Ke-14 guru tersebut berasal dari SMK negeri dan swasta di berbagai daerah di Jawa Timur. Mereka secara resmi dilepas Menteri Pendidikan Dasar dan Menengah Abdul Mu’ti di Jakarta untuk mengikuti program peningkatan kompetensi dan pengalaman pembelajaran berbasis dunia industri di Jerman.

Para peserta nantinya akan menjalani pendidikan di Festo Didactic dan Technische Universität Dresden (TU Dresden).

Kepala Dinas Pendidikan Provinsi Jawa Timur Aries Agung Paewai mengapresiasi capaian tersebut. Menurutnya, proporsi 14 guru atau hampir sepertiga dari total peserta nasional menunjukkan kualitas guru SMK Jawa Timur semakin mendapat kepercayaan.

“Kami tentu sangat bangga. Dari 50 guru SMK yang terpilih se-Indonesia, 14 di antaranya berasal dari Jawa Timur. Ini bukan jumlah yang kecil. Hampir sepertiga peserta nasional berasal dari Jawa Timur dan mereka datang dari SMK negeri maupun swasta. Artinya, kualitas guru-guru kita semakin mendapat kepercayaan dan mampu bersaing di tingkat nasional bahkan internasional,” ujar Aries, Selasa (1/9).

Menurut Aries, lolosnya para guru dalam program tersebut tidak boleh dipandang semata-mata sebagai sebuah prestasi individual. Kesempatan ini harus menjadi bagian dari upaya memperkuat kualitas pendidikan vokasi Jawa Timur secara lebih luas.

Ia menegaskan bahwa keberhasilan seorang guru mengikuti program internasional pada akhirnya harus memberikan dampak langsung terhadap kualitas pembelajaran dan kompetensi murid.

“Saya berpesan kepada 14 guru ini, jangan hanya membawa pulang sertifikat internasional. Bawa pulang standar dunia untuk Jawa Timur. Bawa pulang ilmu, teknologi, budaya kerja, disiplin, produktivitas, inovasi, dan cara berpikir baru yang nanti dapat diterapkan di sekolah,”tambah dia.
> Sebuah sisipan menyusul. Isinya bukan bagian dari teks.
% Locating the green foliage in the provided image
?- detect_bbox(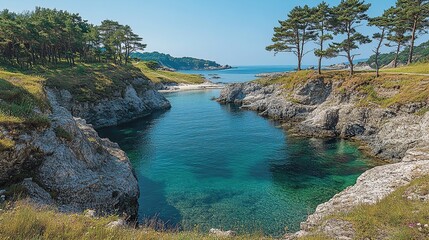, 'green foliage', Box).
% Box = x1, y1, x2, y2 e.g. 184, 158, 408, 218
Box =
0, 200, 272, 240
0, 7, 146, 68
42, 63, 145, 102
145, 61, 161, 70
312, 2, 335, 74
0, 71, 50, 128
329, 176, 429, 239
396, 0, 429, 64
367, 41, 429, 66
131, 52, 222, 70
330, 0, 371, 75
134, 62, 205, 84
266, 5, 317, 71
0, 137, 15, 152
54, 126, 73, 141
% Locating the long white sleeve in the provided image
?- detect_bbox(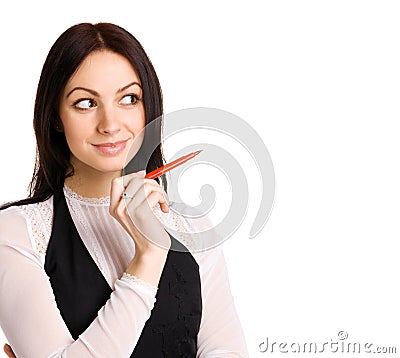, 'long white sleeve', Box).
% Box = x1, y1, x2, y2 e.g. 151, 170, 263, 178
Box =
0, 208, 156, 358
197, 246, 248, 358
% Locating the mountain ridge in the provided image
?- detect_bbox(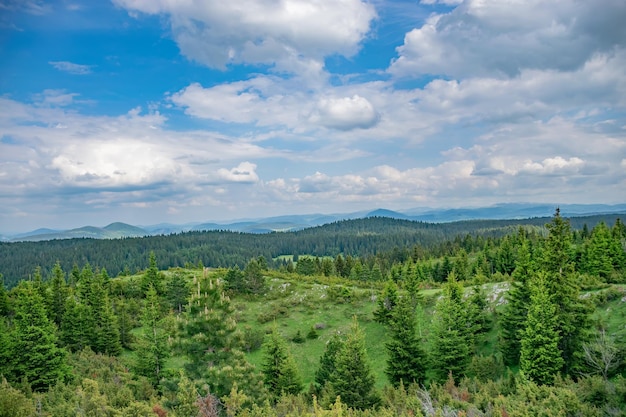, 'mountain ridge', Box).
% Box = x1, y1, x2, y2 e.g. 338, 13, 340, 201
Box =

Berita Terkait :  Menyambut Peringatan Hari Santri Nasional 2025, LPBI NU dan HIMAKA Tanam Ribuan Bibit Pohon

Menurut Aries, guru memiliki posisi yang sangat strategis dalam membentuk kualitas lulusan SMK. Ketika kompetensi guru terus diperbarui sesuai perkembangan teknologi dan kebutuhan industri dunia, pengetahuan tersebut akan langsung ditransfer kepada murid.

“Guru yang berkualitas akan menghasilkan proses pembelajaran yang berkualitas. Ketika guru memahami teknologi terbaru, budaya industri dan standar kompetensi internasional, maka murid-murid kita juga akan mendapatkan pengalaman belajar yang semakin relevan dengan kebutuhan dunia kerja,” jelasnya.
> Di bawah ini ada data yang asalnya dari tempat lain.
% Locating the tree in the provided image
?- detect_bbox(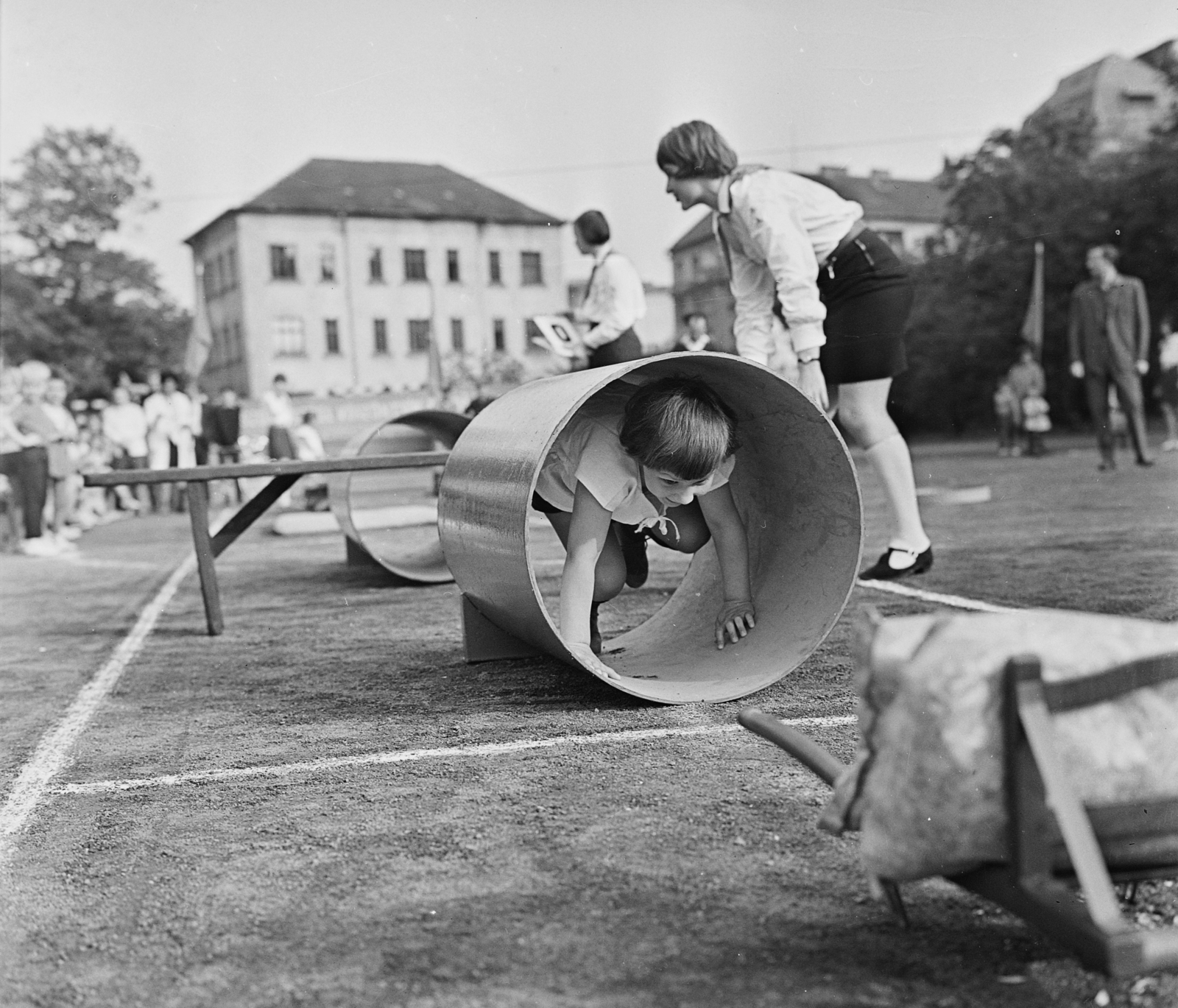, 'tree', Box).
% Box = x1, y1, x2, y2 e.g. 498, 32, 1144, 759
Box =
0, 127, 188, 387
893, 100, 1178, 432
Pengalaman Jerman Harus Diimbaskan
Mantan Pj Wali Kota Batu ini berharap para guru tidak hanya membawa pengalaman tersebut kembali ke sekolah masing-masing. Setelah mengikuti program di Jerman, mereka diharapkan menjadi penggerak sekaligus sumber belajar bagi guru-guru SMK lainnya di Jawa Timur.

Menurutnya, keberhasilan program akan jauh lebih besar apabila pengetahuan yang diperoleh 14 guru tersebut dapat diimbaskan secara sistematis kepada sekolah lainnya. “Jangan sampai pengalaman di Jerman berhenti pada 14 orang. Satu guru harus mampu menginspirasi puluhan guru lain dan berdampak kepada ratusan bahkan ribuan murid. Inilah yang kami maksud dengan pendidikan berdampak,”tegas Aries.
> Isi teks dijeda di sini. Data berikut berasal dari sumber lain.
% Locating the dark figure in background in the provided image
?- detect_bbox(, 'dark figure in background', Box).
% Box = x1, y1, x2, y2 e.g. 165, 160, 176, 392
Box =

Dari 14 guru SMK Jawa Timur yang terpilih, mayoritas berasal dari bidang Teknologi Manufaktur dan Rekayasa, serta terdapat peserta dari bidang Energi dan Pertambangan.

Mereka berasal dari SMKS Semen Gresik, SMKN 3 Tuban, SMKN 3 Buduran, SMKN 2 Sampang, SMKN 2 Pamekasan, SMKN 10 Malang, SMKN 1 Gedangan, SMKN 1 Udanawu, SMKS Krian 2 Sidoarjo, SMKN 1 Bangil, SMK Muhammadiyah 7 Gondanglegi, SMKN 2 Singosari, SMKN 1 Singosari, dan SMKN 1 Bendo Magetan.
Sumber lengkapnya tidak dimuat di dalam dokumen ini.